The dismissal was clear. Lydia curtsied and fled with her apron full of broken porcelain. I watched my last ally disappear like smoke.

"You look upset," Adrian observed, fingers massaging my shoulders. "Did something happen?"

*My husband is alive. You've been lying for months. This marriage is built on fraud.*

"Just thinking about Alaric," I said instead. "The tea service was his favorite."

Adrian's hands stilled briefly before resuming their pressure. "Perhaps we should put away anything that triggers painful memories. I want you to heal, not torture yourself with reminders of what's gone."

*What's* gone. Not *who's* gone. An interesting choice.

"I think I will lie down," I said, needing distance to process Lydia's revelation. "The pills make me drowsy."

"Of course." Adrian helped me up, his touch solicitous and completely repulsive now. "I'll be in my study if you need anything. Important business to attend to."
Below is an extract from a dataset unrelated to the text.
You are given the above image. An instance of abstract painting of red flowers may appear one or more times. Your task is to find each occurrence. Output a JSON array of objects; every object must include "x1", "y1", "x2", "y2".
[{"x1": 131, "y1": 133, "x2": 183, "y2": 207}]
His study. Where documents that didn't make sense might hold the key to finding Alaric.

"Will you be long?"

"Most of the afternoon. Board calls, contract negotiations." He pressed an ice-cold kiss to my forehead. "Rest well."

I made my way upstairs on unsteady legs. Alaric was alive. Somewhere out there, hurt and possibly imprisoned, but alive. And the answers were hidden in Adrian's private sanctum.

As I reached the landing, I heard his study door close, followed by low murmur as he began his calls. The house settled into the afternoon quiet.

It would never be a better opportunity.

I slipped off my shoes and padded barefoot down the hallway, pulse thundering. The study door was closed but not locked—Adrian's arrogance working in my favor.

The handle turned silently, and I slipped inside like a thief.

Adrian's study was a shrine to power—dark wood, leather books, expensive art. But the massive desk drew my attention, its surface cleared except for a laptop and neat stack of files.

The first file was financial—merger documents. The second contained architectural plans for what looked like a medical facility. But it was the third file that made my blood turn to ice water.

Medical records. Dozens, for patients with unfamiliar names. But the facility name was familiar: Rosegate Medical Pavilion. Where I'd lost my baby, where Dr. Hayes practiced, where Adrian had unusual influence.

I flipped through pages with growing horror, seeing references to "memory modification," "behavioral conditioning," "genetic compatibility testing." Whatever was happening at Rosegate went far beyond normal medicine.

At the bottom, a document that made my knees buckle.

Official Birth Certificate – Name: Julius Thorne. Status: Stillborn.

But no corresponding death certificate. No medical notes. No burial record.

Just a single red stamp: "Filed by proxy. Details sealed."

Julius had been real. Another Thorne never spoken of.

And someone had erased the rest.

The sound of footsteps in the hallway shattered my paralysis. Heavy, familiar, approaching fast. Adrian's voice, sharp with annoyance as he ended his call early.

I shoved the file back into the stack, my hands shaking so badly I nearly dropped everything. The footsteps were at the door now, and I could hear the handle beginning to turn.

I dove behind the massive leather couch just as the door opened, my heart hammering so loudly I was certain it would give me away.

"—told you I don't want to be disturbed," Adrian's voice cut through the room like a blade. "This better be important."

I pressed myself against the cold leather, barely breathing, as his footsteps crossed to the desk.

"What do you mean, she was asking questions?"